Aunque cuando estalló la Segunda Guerra Mundial, Benito Mussolini, aliado de Hitler por el llamado Pacto de Acero (firmado en mayo de 1939), no intervino, no tardaría mucho en lanzar a su país a la conflagración. Eso sí, cuando quiso, estimó conveniente y sin contar con su poderoso aliado. Los italianos no andaban muy finos después de invadir Abisinia (1935-1936), apoyar a Franco en la guerra civil española con 70000 hombres y ocupar después la vecina Albania en la primavera de 1939. El Duce estaba que no cabía en su corpachón de puro gozo. Pero…

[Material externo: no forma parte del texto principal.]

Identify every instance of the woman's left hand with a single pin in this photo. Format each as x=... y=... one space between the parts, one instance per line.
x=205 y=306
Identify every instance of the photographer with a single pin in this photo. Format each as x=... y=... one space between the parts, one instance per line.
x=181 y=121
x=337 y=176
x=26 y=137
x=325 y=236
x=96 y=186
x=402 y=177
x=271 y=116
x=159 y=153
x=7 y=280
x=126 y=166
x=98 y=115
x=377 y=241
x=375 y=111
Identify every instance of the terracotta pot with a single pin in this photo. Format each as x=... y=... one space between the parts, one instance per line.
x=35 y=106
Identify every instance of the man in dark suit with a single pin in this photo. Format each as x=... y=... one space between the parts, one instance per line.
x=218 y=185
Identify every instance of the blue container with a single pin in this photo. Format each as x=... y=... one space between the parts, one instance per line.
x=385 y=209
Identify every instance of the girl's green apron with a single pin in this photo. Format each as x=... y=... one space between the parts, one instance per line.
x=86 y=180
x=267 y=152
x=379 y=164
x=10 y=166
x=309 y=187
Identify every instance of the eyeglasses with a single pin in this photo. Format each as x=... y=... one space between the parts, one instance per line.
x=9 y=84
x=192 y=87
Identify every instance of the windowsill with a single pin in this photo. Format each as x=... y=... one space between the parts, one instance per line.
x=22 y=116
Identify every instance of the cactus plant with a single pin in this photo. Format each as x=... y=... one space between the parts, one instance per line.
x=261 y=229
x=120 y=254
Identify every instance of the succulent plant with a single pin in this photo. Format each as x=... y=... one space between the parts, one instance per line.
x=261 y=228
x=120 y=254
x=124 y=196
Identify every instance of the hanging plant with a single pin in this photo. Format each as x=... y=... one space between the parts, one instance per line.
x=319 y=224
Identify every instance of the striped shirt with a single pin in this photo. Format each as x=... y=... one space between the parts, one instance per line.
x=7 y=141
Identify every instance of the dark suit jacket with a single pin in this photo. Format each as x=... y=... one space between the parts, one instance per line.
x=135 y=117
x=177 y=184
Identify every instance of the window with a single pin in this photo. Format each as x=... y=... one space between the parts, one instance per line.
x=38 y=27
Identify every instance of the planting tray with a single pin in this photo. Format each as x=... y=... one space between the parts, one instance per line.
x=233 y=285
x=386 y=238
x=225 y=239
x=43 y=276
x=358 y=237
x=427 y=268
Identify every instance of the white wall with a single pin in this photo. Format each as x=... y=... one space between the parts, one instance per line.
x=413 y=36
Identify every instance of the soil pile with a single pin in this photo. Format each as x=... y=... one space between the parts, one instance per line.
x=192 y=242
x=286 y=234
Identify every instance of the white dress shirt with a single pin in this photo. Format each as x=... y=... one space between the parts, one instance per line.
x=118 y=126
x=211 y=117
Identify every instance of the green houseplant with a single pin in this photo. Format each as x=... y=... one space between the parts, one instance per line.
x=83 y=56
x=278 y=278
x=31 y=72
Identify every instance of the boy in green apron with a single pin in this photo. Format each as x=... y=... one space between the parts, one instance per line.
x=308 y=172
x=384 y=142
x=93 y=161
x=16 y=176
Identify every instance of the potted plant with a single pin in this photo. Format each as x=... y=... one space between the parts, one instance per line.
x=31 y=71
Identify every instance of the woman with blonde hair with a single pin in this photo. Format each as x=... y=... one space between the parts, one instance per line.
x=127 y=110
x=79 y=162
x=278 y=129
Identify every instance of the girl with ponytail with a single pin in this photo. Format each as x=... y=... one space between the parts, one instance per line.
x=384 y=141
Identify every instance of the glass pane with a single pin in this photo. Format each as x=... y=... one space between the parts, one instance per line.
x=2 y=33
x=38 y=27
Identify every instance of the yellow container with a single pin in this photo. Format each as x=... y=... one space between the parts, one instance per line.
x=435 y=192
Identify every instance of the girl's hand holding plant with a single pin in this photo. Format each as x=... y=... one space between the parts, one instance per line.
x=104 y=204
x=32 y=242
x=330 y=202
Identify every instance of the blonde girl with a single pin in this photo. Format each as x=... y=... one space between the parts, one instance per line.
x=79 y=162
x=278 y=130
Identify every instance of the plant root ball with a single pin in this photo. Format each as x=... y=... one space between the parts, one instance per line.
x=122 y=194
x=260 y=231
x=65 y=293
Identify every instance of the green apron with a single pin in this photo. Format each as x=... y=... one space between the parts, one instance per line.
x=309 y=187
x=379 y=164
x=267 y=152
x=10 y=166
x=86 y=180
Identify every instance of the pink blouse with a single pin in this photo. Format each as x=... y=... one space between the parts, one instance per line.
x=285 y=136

Los italianos estaban en fase de modernización y Mussolini se mordía las uñas mientras los alemanes ocupaban diversos países de Europa como si de fichas de dominó se tratasen. Pensaba que el Führer le iba a dejar sin una miserable tajada que llevarse a la boca, y, aprovechando la tarascada alemana a la poderosa Francia en junio de 1940, el Duce creyó llegada su hora, a pesar de la opinión de los militares italianos, que estaban en contra de la intervención por falta de preparación, y del pacifismo de la población italiana en general (aunque siempre hubo algún exaltado que jaleó la entrada en la guerra). El objetivo del histriónico dictador fascista italiano era que Italia recuperase su posición ancestral en el Mediterráneo, como sucesor del Imperio Romano. Pero, ¡ay!, las cosas habían cambiado mucho desde los tiempos de los césares romanos, por mucho que el Duce se empeñase en proclamarse su heredero. No eran los tiempos de Trajano o Adriano, desde luego.
El ejército italiano disponible en junio de 1940 nada tenía que ver con la potencia casi invencible de las legiones romanas del siglo II d.C. Tenía 73 divisiones, de las cuales sólo 13 estaban disponibles para entrar en combate con eficacia. Otras 34 disponían de armamento pero no de hombres suficientes para manejarlo y en el resto de divisiones el armamento y el material mecanizado estaban anticuados. En estas condiciones, la irrupción de Italia en la guerra era algo parecido a una aventura, a un «tirarse a la piscina», en donde puede pasar de todo. Además Mussolini no había comunicado a su aliado sus intenciones bélicas. Cuando los italianos atacaron el distrito francés de los Alpes Marítimos, Hitler se quedó de piedra, pues pensó con acierto, que el Ejército italiano, más que un aliado fiable y combativo, era una lacra a la que a su pesar, tendría que echar no sólo una mano, sino las dos para que saliesen adelante. Además se abrieron nuevos frentes para los que los generales de Hitler no tenían diseñadas estrategias plausibles. Al menos de momento. Mussolini quería subirse al carro del vencedor, aportando al menos su granito de arena. Como Franco. Lo que ocurre, es que afortunadamente, el Caudillo de la «España imperial» finalmente se inhibió, como gallego cauto que era.